DOMINGO - Karla Jacobina

  

MALABARIS DE CORAÇÃO  

  

Segunda a segunda. Às cinco. Ela chegava ao portão. Eu via. Fingia que não. Sorriso escondido na franja. Embrulho vermelho na mão. Direita. Tocava o interfone. Imaginava que fosse minha mão. Mas, não. Metade de mim sonhava. Metade esquerda abria o portão. Canhoto. Mancha de nascença nas costas e cego de paixão. Ela entrava. Câmera lenta. Ela entrava. Fogos de artifício. Ela entrava. Malabaris de coração. Tudo bem? Bão! Ela ia. Encostava o portão. Rubi no anelar. Esquerdo.

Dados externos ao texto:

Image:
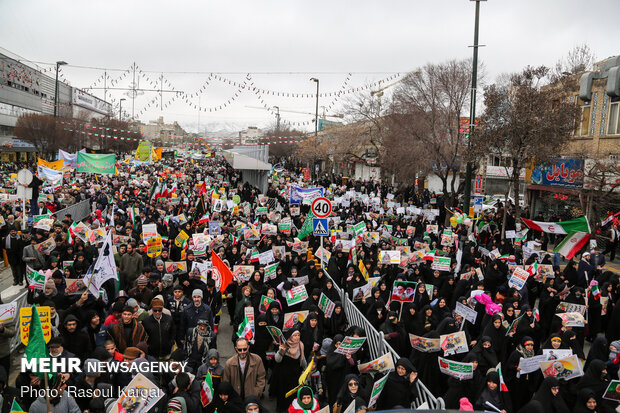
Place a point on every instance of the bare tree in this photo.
(422, 130)
(525, 121)
(41, 131)
(579, 59)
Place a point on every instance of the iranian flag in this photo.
(562, 227)
(572, 243)
(502, 384)
(206, 392)
(245, 329)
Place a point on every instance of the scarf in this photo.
(524, 352)
(294, 349)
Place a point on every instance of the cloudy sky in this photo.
(281, 44)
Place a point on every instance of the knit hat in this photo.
(142, 280)
(91, 367)
(131, 353)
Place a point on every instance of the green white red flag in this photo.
(572, 243)
(562, 227)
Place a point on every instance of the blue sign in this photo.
(319, 227)
(214, 228)
(478, 204)
(559, 172)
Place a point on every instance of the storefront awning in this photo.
(243, 162)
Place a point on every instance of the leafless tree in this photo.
(525, 121)
(579, 59)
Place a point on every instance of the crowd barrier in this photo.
(377, 346)
(77, 211)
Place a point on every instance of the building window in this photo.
(613, 126)
(583, 126)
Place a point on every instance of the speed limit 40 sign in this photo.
(321, 207)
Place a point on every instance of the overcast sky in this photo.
(326, 39)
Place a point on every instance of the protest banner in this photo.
(296, 295)
(380, 365)
(96, 163)
(75, 286)
(25, 315)
(140, 396)
(423, 344)
(572, 319)
(613, 391)
(46, 247)
(8, 312)
(571, 308)
(264, 303)
(531, 364)
(518, 278)
(389, 257)
(461, 371)
(441, 263)
(349, 345)
(326, 305)
(290, 319)
(556, 354)
(270, 271)
(566, 368)
(403, 291)
(359, 293)
(377, 388)
(466, 312)
(266, 257)
(453, 343)
(176, 267)
(242, 273)
(276, 334)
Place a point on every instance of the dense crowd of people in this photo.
(168, 305)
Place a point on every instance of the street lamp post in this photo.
(58, 64)
(316, 111)
(472, 108)
(277, 108)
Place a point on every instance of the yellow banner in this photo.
(56, 165)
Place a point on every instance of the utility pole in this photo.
(472, 108)
(58, 64)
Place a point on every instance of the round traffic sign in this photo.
(24, 177)
(321, 207)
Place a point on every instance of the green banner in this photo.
(143, 153)
(96, 163)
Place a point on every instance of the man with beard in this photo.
(245, 371)
(128, 332)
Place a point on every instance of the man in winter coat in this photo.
(161, 331)
(245, 371)
(197, 311)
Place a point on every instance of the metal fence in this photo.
(77, 211)
(377, 347)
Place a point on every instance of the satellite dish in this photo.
(24, 177)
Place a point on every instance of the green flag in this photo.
(16, 408)
(36, 347)
(306, 228)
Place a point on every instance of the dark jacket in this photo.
(161, 334)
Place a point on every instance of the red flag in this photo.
(220, 272)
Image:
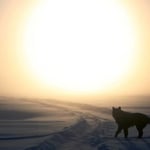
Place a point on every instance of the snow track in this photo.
(91, 133)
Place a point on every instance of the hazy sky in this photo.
(17, 80)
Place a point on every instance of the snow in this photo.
(32, 124)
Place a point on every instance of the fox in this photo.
(126, 120)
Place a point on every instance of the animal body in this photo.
(125, 120)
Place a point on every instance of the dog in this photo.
(125, 120)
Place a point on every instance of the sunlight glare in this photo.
(79, 46)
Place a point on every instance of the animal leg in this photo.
(125, 132)
(140, 131)
(118, 131)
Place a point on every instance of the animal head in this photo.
(116, 111)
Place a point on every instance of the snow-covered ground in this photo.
(32, 124)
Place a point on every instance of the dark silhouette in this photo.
(128, 119)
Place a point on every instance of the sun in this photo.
(79, 46)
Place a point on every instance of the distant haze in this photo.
(16, 79)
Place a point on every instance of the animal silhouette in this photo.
(125, 120)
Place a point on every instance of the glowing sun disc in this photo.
(81, 45)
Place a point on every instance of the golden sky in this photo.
(16, 78)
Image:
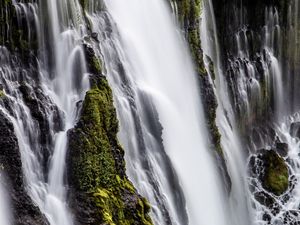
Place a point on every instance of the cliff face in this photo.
(100, 192)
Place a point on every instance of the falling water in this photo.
(5, 217)
(156, 91)
(238, 201)
(65, 82)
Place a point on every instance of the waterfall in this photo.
(156, 91)
(64, 83)
(238, 211)
(5, 216)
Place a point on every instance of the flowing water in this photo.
(64, 82)
(5, 217)
(156, 92)
(157, 96)
(249, 97)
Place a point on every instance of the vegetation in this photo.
(276, 175)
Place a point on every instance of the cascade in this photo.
(64, 82)
(156, 92)
(248, 87)
(230, 141)
(5, 217)
(252, 65)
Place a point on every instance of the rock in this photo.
(24, 210)
(295, 129)
(100, 192)
(282, 149)
(271, 171)
(276, 175)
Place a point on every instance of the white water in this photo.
(159, 67)
(238, 204)
(5, 216)
(65, 90)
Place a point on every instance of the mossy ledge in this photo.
(101, 192)
(189, 13)
(276, 175)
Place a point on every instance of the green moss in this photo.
(98, 167)
(276, 176)
(2, 94)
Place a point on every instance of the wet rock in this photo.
(264, 199)
(295, 129)
(270, 170)
(276, 175)
(24, 210)
(282, 149)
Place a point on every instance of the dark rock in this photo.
(282, 149)
(24, 210)
(295, 129)
(270, 170)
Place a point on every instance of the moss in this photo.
(2, 94)
(276, 175)
(97, 162)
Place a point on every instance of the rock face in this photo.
(271, 170)
(276, 174)
(102, 192)
(24, 210)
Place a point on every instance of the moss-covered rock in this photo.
(2, 94)
(189, 14)
(276, 174)
(270, 170)
(96, 165)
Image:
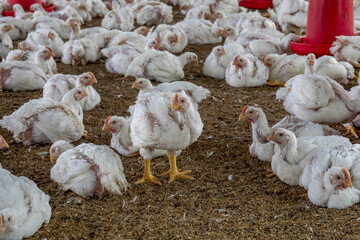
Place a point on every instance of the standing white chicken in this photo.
(246, 71)
(264, 149)
(216, 63)
(332, 177)
(46, 121)
(6, 42)
(293, 153)
(118, 18)
(87, 169)
(23, 206)
(172, 38)
(161, 65)
(199, 31)
(164, 121)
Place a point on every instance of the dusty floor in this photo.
(214, 206)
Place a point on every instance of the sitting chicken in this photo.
(293, 153)
(119, 127)
(199, 31)
(118, 18)
(87, 169)
(44, 37)
(153, 13)
(317, 98)
(246, 71)
(6, 42)
(164, 121)
(194, 92)
(216, 63)
(346, 48)
(56, 88)
(283, 67)
(23, 206)
(161, 66)
(46, 121)
(79, 51)
(264, 149)
(172, 38)
(332, 177)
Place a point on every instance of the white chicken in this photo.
(264, 149)
(293, 153)
(283, 67)
(195, 93)
(57, 87)
(153, 13)
(6, 42)
(87, 169)
(161, 65)
(119, 127)
(246, 71)
(44, 37)
(23, 206)
(79, 51)
(199, 31)
(332, 177)
(216, 63)
(317, 98)
(164, 121)
(119, 18)
(46, 121)
(346, 48)
(172, 38)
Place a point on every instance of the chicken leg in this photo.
(352, 129)
(173, 172)
(148, 177)
(3, 227)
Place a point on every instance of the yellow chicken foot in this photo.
(135, 154)
(173, 172)
(3, 227)
(352, 130)
(148, 177)
(275, 84)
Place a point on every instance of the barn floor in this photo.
(231, 197)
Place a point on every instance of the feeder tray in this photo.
(12, 13)
(256, 4)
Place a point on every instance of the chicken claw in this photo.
(352, 129)
(275, 84)
(148, 177)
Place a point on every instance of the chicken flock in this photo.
(164, 119)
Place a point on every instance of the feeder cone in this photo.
(256, 4)
(326, 20)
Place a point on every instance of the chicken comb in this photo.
(347, 175)
(107, 120)
(244, 109)
(175, 98)
(263, 59)
(92, 75)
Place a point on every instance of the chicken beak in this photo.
(242, 116)
(223, 33)
(93, 79)
(105, 127)
(175, 105)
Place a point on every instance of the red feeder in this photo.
(326, 20)
(256, 4)
(26, 5)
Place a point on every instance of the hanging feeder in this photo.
(256, 4)
(326, 20)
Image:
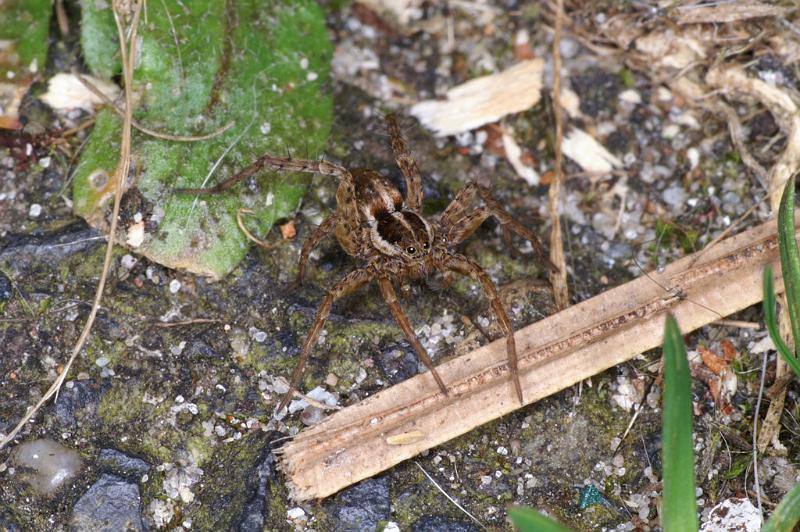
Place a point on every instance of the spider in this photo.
(376, 224)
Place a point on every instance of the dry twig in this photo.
(554, 353)
(557, 279)
(119, 177)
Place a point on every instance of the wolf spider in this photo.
(374, 223)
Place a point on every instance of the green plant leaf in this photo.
(24, 25)
(787, 514)
(201, 66)
(680, 504)
(790, 257)
(772, 322)
(529, 520)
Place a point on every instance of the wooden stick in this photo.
(555, 353)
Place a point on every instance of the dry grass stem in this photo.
(147, 131)
(557, 279)
(119, 177)
(721, 13)
(554, 353)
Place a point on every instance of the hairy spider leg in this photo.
(469, 268)
(390, 296)
(457, 222)
(286, 164)
(327, 227)
(406, 164)
(350, 282)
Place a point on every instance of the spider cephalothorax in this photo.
(374, 223)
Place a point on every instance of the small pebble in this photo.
(296, 513)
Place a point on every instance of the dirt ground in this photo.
(193, 403)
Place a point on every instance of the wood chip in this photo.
(588, 153)
(554, 353)
(483, 100)
(406, 438)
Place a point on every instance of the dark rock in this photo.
(7, 523)
(598, 90)
(5, 287)
(442, 524)
(256, 511)
(120, 463)
(75, 238)
(78, 399)
(361, 507)
(111, 504)
(198, 349)
(398, 362)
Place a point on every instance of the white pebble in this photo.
(296, 513)
(128, 261)
(174, 286)
(693, 154)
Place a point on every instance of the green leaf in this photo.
(772, 322)
(680, 504)
(201, 66)
(24, 24)
(787, 514)
(790, 257)
(529, 520)
(99, 42)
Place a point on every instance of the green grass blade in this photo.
(786, 514)
(680, 505)
(529, 520)
(772, 322)
(790, 256)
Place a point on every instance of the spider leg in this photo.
(327, 226)
(286, 164)
(457, 222)
(347, 284)
(390, 296)
(406, 163)
(471, 269)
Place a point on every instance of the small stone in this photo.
(46, 465)
(128, 261)
(296, 513)
(111, 504)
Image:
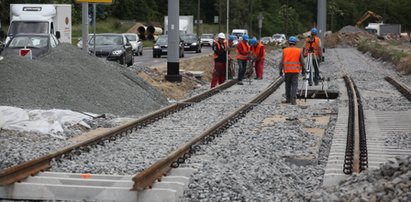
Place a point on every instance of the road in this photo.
(147, 58)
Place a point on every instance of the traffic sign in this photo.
(95, 1)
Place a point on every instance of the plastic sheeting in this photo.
(39, 121)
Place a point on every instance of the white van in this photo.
(239, 32)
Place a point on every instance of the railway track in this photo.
(361, 136)
(10, 176)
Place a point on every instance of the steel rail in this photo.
(32, 167)
(147, 177)
(400, 87)
(356, 154)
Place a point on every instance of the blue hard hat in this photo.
(314, 31)
(252, 41)
(292, 40)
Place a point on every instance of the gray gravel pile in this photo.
(253, 161)
(392, 182)
(351, 29)
(368, 74)
(140, 149)
(18, 147)
(69, 79)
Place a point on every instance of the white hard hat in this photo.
(221, 35)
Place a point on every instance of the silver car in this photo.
(136, 43)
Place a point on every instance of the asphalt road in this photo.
(147, 58)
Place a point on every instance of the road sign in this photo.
(95, 1)
(25, 52)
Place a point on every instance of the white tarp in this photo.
(39, 121)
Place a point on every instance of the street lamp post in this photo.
(260, 18)
(198, 18)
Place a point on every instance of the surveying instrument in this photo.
(310, 60)
(249, 71)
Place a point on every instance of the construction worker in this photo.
(231, 71)
(220, 55)
(313, 45)
(242, 56)
(258, 55)
(292, 62)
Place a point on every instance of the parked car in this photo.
(113, 47)
(39, 44)
(136, 43)
(207, 39)
(191, 42)
(161, 45)
(279, 39)
(266, 40)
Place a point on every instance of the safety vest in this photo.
(246, 48)
(219, 47)
(315, 44)
(256, 50)
(291, 60)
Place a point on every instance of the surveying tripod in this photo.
(249, 70)
(309, 65)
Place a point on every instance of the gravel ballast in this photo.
(67, 78)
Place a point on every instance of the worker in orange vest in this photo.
(313, 45)
(242, 56)
(292, 62)
(220, 54)
(258, 55)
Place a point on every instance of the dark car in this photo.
(39, 44)
(113, 47)
(191, 42)
(161, 47)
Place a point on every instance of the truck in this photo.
(382, 30)
(41, 18)
(186, 24)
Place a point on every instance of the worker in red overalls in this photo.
(220, 55)
(242, 56)
(258, 55)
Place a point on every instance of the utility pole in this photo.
(173, 50)
(84, 19)
(260, 24)
(286, 23)
(322, 19)
(198, 18)
(219, 16)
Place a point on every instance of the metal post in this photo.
(227, 36)
(198, 18)
(286, 23)
(173, 50)
(260, 24)
(322, 19)
(84, 26)
(94, 28)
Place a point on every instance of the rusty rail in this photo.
(147, 177)
(356, 153)
(32, 167)
(400, 87)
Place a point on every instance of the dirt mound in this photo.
(351, 29)
(345, 39)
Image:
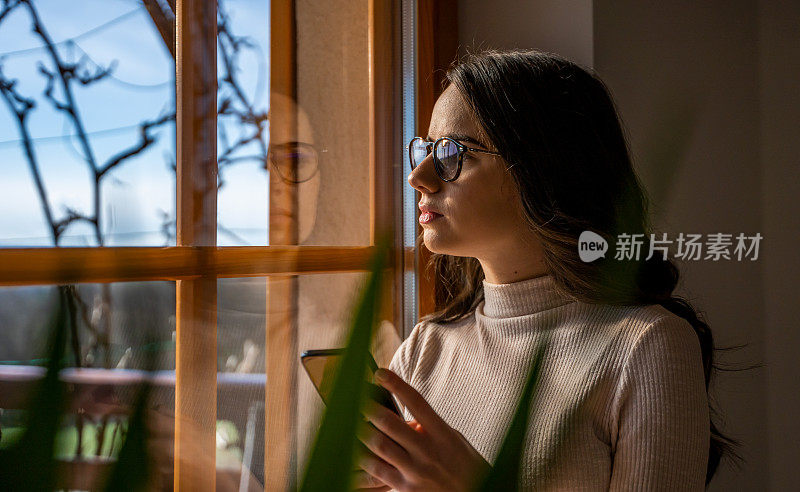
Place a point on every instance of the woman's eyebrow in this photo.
(461, 138)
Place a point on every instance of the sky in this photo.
(137, 194)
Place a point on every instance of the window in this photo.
(197, 249)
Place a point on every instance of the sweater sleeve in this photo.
(404, 361)
(662, 412)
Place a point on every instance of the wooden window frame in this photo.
(196, 263)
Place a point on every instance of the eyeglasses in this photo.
(448, 155)
(295, 162)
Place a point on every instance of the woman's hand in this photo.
(423, 454)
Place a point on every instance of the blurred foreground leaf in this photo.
(504, 474)
(333, 454)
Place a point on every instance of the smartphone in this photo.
(320, 365)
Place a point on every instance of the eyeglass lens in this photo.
(445, 156)
(295, 163)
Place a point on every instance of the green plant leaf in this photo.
(332, 457)
(28, 465)
(133, 469)
(504, 474)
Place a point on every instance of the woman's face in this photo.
(482, 215)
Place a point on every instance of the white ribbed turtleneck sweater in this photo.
(634, 373)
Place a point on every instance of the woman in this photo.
(622, 401)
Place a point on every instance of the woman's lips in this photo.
(428, 217)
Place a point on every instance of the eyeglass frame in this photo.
(308, 146)
(437, 163)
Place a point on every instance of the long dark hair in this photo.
(556, 125)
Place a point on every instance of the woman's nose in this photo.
(423, 178)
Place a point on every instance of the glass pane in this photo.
(321, 125)
(120, 330)
(319, 318)
(87, 133)
(242, 128)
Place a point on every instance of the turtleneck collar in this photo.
(521, 298)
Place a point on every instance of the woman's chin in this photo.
(437, 244)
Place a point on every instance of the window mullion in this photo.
(196, 309)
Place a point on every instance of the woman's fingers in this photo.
(415, 403)
(396, 428)
(383, 447)
(380, 469)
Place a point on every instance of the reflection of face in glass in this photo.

Meu coração na palma da mão.

QUARTA - Renato Silva

BEM ME DISSE O PORTÃO

Bem-me-queira
a fofoqueira
tarde inteira no portão

Ora, bobs !
de bobeira
língua bala de canhão

Eu sou
tão novo nessa rua
bem me …

Bem-me-queira
a fofoqueira
tarde inteira no sermão

Dando toques
costureira

um vudu em cada mão

Eu sou
tão novo nesse mundo

bem me disse o portão :

Cuidado com o cão
Cuidado com o cão

Bicho de língua solta
céu da boca acaba não

Cuidado com o cão
Cuidado com o cão

Nem no mar tanta saliva
Nem no céu tanto trovão

Bem-me-queira
a fofoqueira
tarde inteira prontidão

“Sex, drugs
e a roqueira
está beijando um alemão“

Eu sou
tão novo nesse mundo

bem me disse o portão :

Não estacione não
Não estacione não

Papagaia paparazzi,
papa-rosa, padrão…
Não estacione não
Não estacione não

Vai queimar
a sua orelha
e a do porco no feijão.

TERÇA - Sílvia Câmara

Mecejana

Como se abraçasse o tronco duma árvore
Com os braços tão longos de medo.
O vento chegava prenunciando chuva:
Chovia chuva de vento.

Foi lá que puseram os ninhos
as aves de vôo lento.

Revoando e voejando
No branco da luz,
Justo na sombra do tempo.

Era um amanara – chuvoso dia na língua primeira.
Dia de nascer saudade.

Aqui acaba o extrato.